The detailed process of solving math problems in the ninth grade is 1, and y=(x- 1)? -4

A(- 1，0)、B(3，0)、D(0，-4)

AB=4

( 1)sδABD = AB * OD/2 = 8

(2)sδABP = AB * yp/2 = 4

(i)yp=2

2=(xp- 1)？ -4

xp= 1 √6

p( 1-√6，2)、p( 1+√6，2)

(2) yp=-2

-2=(xp- 1)？ -4

xp= 1 √2

p( 1-√2，-2)、p( 1+√2，-2)

2、a？ -3a+2≥0

b+ 1≥0

c+3≥0

Then a=2 or a= 1 b=- 1 c=-3.

( 1) 2x？ -x-3=0

(2x-3)(x+ 1)=0 x=3/2 or x=- 1.

(2) x？ -x-3=0 x = ( 1 √ 13)/2。

Ninth grade mathematics, seeking the detailed process, wind, stars, stars, legs, stars, weeks, electricity, this is also Chen Xing's star account.

According to Pythagorean theorem, diagonal AC = BD = √ (12+12) = √ 2.

So in the second question, we can know that BO=CO=AO=DO, and then we can get Bo 2+Ao 2 =12 from Pythagorean theorem, so we can get AO=BO=CO=DO=√2/2, so we can know the coordinates.

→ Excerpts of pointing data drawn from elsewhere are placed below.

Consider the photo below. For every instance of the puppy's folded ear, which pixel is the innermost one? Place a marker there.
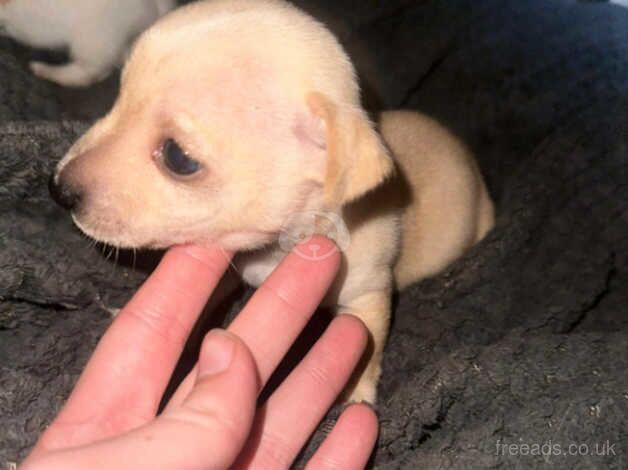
(357, 160)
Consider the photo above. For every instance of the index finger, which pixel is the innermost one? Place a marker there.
(284, 303)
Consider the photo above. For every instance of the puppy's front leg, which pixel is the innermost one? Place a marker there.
(373, 308)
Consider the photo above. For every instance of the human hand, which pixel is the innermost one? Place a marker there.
(211, 421)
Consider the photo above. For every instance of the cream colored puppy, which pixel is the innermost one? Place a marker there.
(97, 32)
(238, 122)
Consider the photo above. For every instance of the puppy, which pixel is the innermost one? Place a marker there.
(97, 32)
(238, 122)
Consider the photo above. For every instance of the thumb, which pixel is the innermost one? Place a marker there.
(206, 430)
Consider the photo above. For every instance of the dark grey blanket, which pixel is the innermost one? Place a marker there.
(516, 356)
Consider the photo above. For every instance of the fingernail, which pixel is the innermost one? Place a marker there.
(217, 353)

The detailed process of solving the ninth grade mathematical solution;

(1) Let AM⊥BC be at point M and intersect DG at point N.

∫S△ABC = 30，BC= 10

∴AM=6

∫DG‖BC

∴△ADG∽△ABC

∴DG/BC=AN/AM

∴DG/ 10=(6-x)/6

∴GD=5/3(6-x)

∴y=xDG=-(5/3)x^2+ 10x

According to the domain formula of y = ax 2+bx+C, y ≥-(b 2+4ac)/4a.

The domain is y ≥-(102+4 * (5/3 * 0))/4 (-5/3) =15.